Goffs Group Chief Executive Henry Beeby was full of praise for the Coulonces draft.
“They have three exceptional horses,” he said. “The Dark Angel is a beautiful colt. I auctioned him as a foal and I saw him at the farm in France in May and I think he's a very, very nice colt. The Starspangledbanner is as good a physical as I've seen all year; he's just an outstanding yearling, and the homebred Le Havre filly is a very nice filly.”
“[Sundstrom has] supported us well at our UK sale and now she's coming to the Orby sale as well. We're very grateful for her support and I think her horses will sell very well.”
Beeby also tipped his hat to the success of Sundstrom's business as a whole.
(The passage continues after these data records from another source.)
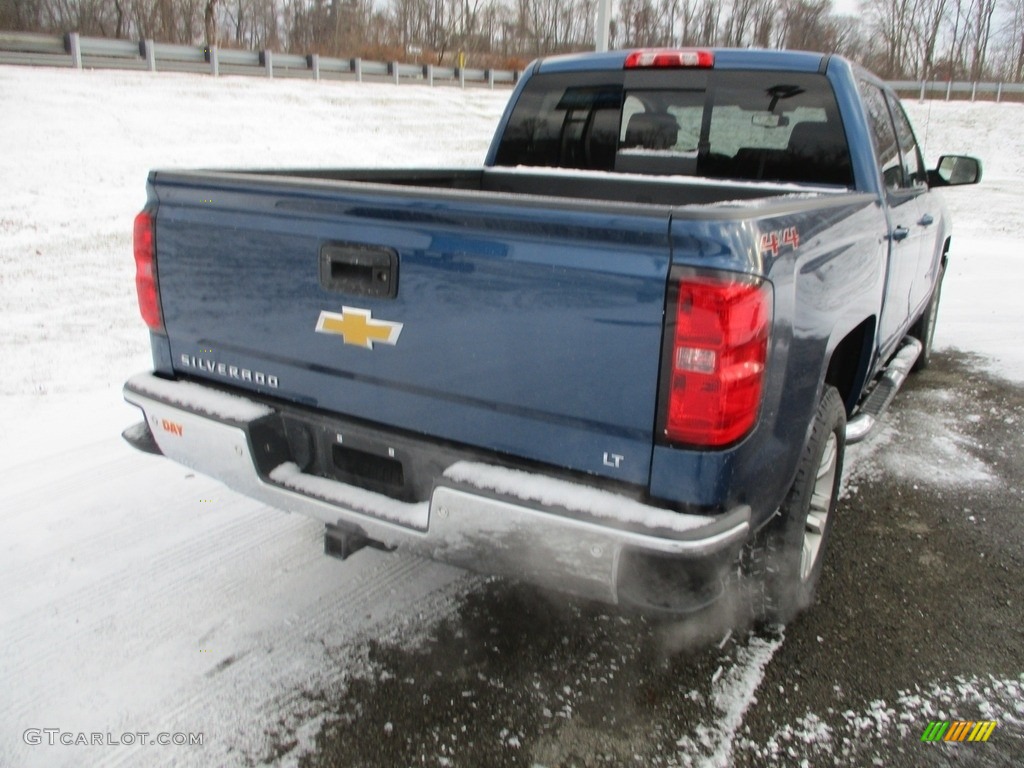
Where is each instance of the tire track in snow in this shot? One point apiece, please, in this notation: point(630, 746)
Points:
point(249, 582)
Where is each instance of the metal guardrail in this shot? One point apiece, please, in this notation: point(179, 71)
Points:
point(86, 52)
point(72, 50)
point(947, 89)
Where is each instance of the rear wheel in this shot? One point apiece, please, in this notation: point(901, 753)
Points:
point(924, 329)
point(785, 558)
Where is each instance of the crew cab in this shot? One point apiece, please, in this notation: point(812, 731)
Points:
point(623, 358)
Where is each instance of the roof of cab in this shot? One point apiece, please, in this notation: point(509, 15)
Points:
point(725, 58)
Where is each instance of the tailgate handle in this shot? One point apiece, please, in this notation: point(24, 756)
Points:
point(359, 269)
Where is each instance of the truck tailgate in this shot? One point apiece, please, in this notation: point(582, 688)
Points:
point(487, 321)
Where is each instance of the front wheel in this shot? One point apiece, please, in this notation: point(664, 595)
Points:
point(786, 556)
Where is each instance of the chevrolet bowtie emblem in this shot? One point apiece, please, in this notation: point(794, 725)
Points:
point(356, 328)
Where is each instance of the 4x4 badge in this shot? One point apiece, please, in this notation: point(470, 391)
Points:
point(357, 328)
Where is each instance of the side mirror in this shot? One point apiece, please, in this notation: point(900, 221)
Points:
point(954, 170)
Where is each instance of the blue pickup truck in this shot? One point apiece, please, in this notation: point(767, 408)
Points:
point(622, 359)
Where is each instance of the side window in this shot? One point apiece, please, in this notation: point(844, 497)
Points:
point(914, 174)
point(883, 135)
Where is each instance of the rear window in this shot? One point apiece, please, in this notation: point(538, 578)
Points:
point(760, 126)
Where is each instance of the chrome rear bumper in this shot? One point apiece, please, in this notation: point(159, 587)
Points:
point(487, 518)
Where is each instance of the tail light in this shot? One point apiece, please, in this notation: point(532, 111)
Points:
point(670, 58)
point(145, 271)
point(716, 349)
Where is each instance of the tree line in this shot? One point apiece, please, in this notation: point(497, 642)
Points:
point(897, 39)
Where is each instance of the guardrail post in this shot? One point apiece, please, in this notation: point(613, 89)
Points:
point(148, 54)
point(74, 46)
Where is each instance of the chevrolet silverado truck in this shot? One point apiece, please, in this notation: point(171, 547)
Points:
point(622, 359)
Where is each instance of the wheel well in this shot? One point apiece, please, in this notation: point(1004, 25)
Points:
point(849, 364)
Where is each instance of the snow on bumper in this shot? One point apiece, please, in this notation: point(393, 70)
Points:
point(486, 518)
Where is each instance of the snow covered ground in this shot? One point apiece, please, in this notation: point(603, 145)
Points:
point(135, 596)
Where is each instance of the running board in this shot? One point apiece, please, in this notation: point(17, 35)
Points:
point(889, 383)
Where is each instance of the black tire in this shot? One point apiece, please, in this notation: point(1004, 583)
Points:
point(924, 329)
point(785, 558)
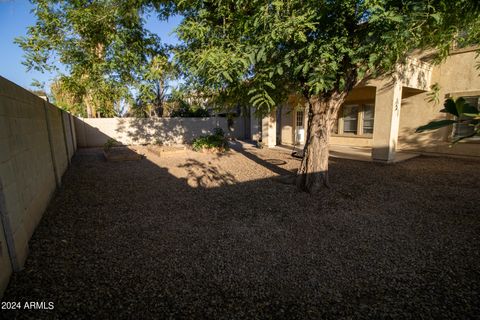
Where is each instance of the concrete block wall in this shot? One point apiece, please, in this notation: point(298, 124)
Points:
point(95, 132)
point(36, 145)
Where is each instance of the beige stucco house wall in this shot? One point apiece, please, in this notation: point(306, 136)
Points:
point(396, 105)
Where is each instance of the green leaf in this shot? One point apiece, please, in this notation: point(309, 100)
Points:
point(280, 70)
point(271, 85)
point(227, 76)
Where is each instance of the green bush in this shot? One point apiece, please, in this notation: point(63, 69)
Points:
point(110, 144)
point(213, 141)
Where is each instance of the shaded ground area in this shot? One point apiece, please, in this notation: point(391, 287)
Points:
point(192, 235)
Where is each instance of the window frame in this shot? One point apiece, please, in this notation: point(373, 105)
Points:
point(360, 116)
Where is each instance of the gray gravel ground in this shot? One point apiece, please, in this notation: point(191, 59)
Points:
point(192, 235)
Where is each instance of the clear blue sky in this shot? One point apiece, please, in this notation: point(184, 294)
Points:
point(16, 16)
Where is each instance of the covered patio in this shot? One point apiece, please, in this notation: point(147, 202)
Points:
point(372, 131)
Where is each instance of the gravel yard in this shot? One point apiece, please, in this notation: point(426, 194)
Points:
point(192, 235)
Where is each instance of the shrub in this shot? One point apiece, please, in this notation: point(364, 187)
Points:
point(212, 141)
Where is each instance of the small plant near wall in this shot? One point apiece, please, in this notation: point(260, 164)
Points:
point(464, 116)
point(212, 142)
point(260, 144)
point(110, 144)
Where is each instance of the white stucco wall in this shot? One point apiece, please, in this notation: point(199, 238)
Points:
point(95, 132)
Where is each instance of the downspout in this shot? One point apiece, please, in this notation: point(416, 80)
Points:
point(7, 229)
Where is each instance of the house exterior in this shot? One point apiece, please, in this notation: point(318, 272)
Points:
point(384, 113)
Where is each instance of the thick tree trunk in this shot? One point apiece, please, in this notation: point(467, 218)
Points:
point(312, 175)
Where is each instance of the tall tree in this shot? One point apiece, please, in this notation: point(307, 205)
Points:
point(102, 45)
point(154, 87)
point(318, 49)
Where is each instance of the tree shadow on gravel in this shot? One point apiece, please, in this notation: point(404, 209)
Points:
point(124, 240)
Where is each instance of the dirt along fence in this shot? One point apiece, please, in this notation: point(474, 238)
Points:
point(37, 142)
point(95, 132)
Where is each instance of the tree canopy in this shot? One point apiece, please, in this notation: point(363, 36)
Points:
point(103, 45)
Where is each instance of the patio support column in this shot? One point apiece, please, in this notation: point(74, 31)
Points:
point(388, 101)
point(254, 126)
point(269, 130)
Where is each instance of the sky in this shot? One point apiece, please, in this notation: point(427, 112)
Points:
point(16, 16)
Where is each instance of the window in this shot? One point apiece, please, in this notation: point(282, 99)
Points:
point(299, 120)
point(355, 119)
point(350, 118)
point(368, 119)
point(460, 129)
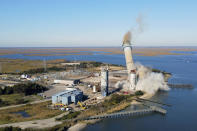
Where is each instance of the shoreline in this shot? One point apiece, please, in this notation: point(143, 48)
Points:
point(82, 125)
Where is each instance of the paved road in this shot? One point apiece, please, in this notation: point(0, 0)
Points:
point(35, 102)
point(44, 123)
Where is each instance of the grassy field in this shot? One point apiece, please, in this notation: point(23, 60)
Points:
point(18, 65)
point(36, 111)
point(14, 99)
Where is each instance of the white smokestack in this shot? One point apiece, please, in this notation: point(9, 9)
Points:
point(129, 60)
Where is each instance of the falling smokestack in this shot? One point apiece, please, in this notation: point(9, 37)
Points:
point(104, 81)
point(129, 60)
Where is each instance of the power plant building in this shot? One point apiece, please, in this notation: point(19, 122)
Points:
point(67, 97)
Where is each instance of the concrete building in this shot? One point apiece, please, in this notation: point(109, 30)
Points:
point(67, 97)
point(104, 81)
point(68, 81)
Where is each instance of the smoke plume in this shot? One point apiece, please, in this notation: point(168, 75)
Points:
point(149, 81)
point(139, 28)
point(127, 37)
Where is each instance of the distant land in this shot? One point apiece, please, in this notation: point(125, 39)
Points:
point(59, 51)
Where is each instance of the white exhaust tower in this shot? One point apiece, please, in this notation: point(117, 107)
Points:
point(129, 60)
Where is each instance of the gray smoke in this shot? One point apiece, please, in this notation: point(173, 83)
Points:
point(150, 82)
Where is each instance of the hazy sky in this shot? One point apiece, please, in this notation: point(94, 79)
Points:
point(96, 22)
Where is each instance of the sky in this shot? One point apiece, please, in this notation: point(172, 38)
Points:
point(74, 23)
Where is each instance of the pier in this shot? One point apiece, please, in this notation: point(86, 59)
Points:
point(129, 113)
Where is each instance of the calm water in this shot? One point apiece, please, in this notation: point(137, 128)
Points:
point(182, 116)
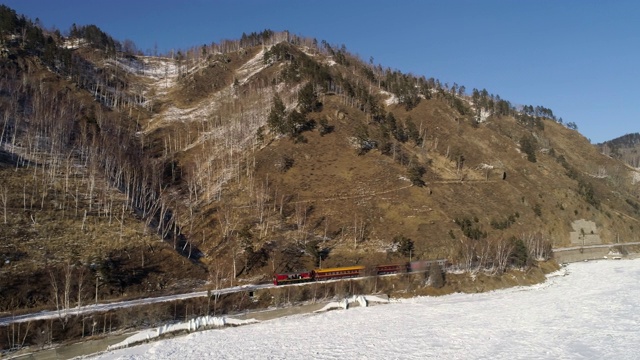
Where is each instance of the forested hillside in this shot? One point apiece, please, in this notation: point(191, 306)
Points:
point(126, 174)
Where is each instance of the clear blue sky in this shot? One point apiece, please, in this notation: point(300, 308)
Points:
point(580, 58)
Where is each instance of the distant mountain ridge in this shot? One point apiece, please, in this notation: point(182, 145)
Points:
point(626, 148)
point(227, 162)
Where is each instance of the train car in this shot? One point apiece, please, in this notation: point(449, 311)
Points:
point(337, 273)
point(292, 278)
point(418, 266)
point(425, 265)
point(390, 269)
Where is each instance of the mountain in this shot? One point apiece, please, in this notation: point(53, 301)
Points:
point(127, 175)
point(625, 148)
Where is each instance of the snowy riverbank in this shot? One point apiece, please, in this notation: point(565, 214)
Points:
point(589, 313)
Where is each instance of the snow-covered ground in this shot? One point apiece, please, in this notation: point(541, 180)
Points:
point(591, 313)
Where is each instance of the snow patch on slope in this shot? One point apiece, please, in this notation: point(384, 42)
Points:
point(191, 325)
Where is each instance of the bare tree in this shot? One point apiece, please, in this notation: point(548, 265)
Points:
point(4, 197)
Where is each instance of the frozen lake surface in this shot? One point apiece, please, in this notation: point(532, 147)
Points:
point(589, 313)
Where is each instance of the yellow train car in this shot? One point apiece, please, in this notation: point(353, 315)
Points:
point(338, 272)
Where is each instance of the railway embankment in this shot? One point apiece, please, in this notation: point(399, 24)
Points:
point(596, 252)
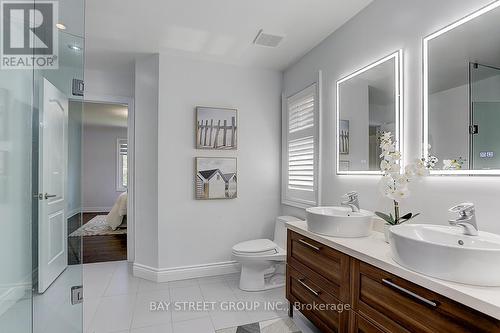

“She does an exceptional job,” he said. “Her attention to detail is as good as any. She is positivity personified. She's a wonderful person to work with, and her team and family. It's great to work with someone who is aiming so high. She sold Laurens with us and we're delighted that she's done so well.”
The strength of prizemoney and French-bred premiums have played a big hand in strengthening that country's breeding industry in recent years, and Daniel Creighton of Salcey Forest Stud had admitted two years ago that Laurens's eligibility for the premiums had encouraged him to have his final bid. Sundstrom acknowledged that selling a horse outside France with the premiums attached to it could help boost its value by a few bids at the middle to lower levels, but she said at the top level, especially with the current selective market, a seller has to bring a flawless physical and pedigree regardless of where the horse was born.
“When you're abroad, and especially today with the very, very selective market, your horse needs to be up to scratch with or without the premiums,” she said. “If you're at the lower level, [being eligible for premiums] could make a difference, but at the top level, I don't think it matters. Everyone is looking for 'the' horse, the specimen they think will be the highest class. We're getting into a very selective market that we're probably going to have now for a few years. It is an overproduction, and we don't know what Brexit will do. In France it's very, very important, because if you go to the sale and don't have the premiums they can always choose from 500 other yearlings that have it. But outside France, I think people are really, really looking for that good horse with or without premiums.”
Anna Sundstrom and Coulonces Sales have proven, time and time again, that they can provide what the market wants both domestically and internationally.